Have you ever been to a restaurant by yourself, but you would like someone to talk to?

You could sit at the bar for lunch and talk to a server, but they have limited time, and you as the customer and they as staff have different roles that keep you separated. Perhaps you exchange pleasantries, or maybe they get to know you a little, but it all stays in a box.

You could talk to other people sitting at the bar. After all, they are in the same situation as you. You both like this restaurant, so you already have something in common. But you feel like you can’t talk to them, or if you actually try to talk to them, they rebuff you, with a look that says “Why are you talking to me?” Maybe it is just the restaurants I go to, or maybe it is just my personality and my anxieties getting in the way. Whatever it is, I haven’t found any restaurant setting that resembles the bar in the TV show Cheers.

And, however I am talking to people, a lot of the time I would really like people just to tell me what they would like to talk about, and then we could talk about that. Do people expect me to be a mind reader? Maybe it is my software programming background. Or my affinity for Brechtian drama theory (a play should explain what happens first, so you can then observe how the action happens). So why couldn’t there be a menu of conversation topics, just like a regular menu lists dishes?

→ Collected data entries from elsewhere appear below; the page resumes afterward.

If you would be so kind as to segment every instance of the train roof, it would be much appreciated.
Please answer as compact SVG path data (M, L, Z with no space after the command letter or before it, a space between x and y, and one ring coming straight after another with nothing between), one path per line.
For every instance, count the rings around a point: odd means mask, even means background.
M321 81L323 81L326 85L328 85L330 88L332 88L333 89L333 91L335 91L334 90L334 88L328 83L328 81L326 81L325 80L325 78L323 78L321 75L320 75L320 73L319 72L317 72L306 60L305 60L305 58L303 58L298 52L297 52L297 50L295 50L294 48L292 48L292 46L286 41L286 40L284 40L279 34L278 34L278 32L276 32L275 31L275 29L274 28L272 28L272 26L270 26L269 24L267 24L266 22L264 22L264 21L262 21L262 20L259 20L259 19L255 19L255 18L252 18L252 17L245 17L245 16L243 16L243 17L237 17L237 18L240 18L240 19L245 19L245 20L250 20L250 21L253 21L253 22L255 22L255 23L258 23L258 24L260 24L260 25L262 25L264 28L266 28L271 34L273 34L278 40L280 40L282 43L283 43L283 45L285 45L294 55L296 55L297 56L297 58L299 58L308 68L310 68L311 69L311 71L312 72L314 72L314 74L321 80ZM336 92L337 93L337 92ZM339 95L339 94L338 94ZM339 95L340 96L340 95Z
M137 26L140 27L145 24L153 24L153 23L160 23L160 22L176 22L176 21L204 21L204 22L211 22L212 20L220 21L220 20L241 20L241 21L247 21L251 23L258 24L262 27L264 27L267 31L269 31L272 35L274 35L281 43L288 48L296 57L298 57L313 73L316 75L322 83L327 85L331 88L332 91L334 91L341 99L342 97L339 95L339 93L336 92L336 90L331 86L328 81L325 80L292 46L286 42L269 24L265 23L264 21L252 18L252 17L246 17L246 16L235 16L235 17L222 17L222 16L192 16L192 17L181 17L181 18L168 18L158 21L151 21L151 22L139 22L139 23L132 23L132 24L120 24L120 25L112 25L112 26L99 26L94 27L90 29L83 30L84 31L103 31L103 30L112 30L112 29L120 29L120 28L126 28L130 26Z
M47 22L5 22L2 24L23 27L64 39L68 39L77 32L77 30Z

Separately, over the course of being a school food researcher, I started collecting vintage menus. It turns out that from 1890 to 1910, more or less, people would print high quality menu blanks. These menu blanks would then be used by restaurants, and probably for some private dinners as well, to hand-write the dishes being offered on that day. Remember that printing was much more expensive then than it is today. Some of these menu blanks were printed by food companies advertising their products (alcohol, chocolate, …), some were specific to a restaurant, and some were general purpose. Many of them were and are very beautiful. (Word of warning: if you start collecting vintage menus, you are likely to contract eBay Fever, for which there is no cure.)

I felt I needed to do something with the menus, other than store them in an archival-quality binder.

So, I have several beautiful menu blanks, and I am trying to find ways to talk to people.

I put the two together and created the prototype conversation menu attached to this post. I received overwhelmingly positive feedback on the conversation menu at the StartingBloc NY’19 Institute.

Go ahead and download the conversation menu, print it, email it, or tape it to your refrigerator (still a crucial communications technology). Or even post it near your water cooler, so people who want to have water cooler conversations can more easily find topics to talk about.

Then make your own conversation menus.

The more conversations we can start, the better the world will be. Or the conversation will improve your breakfast, which is a more modest, but equally important, goal.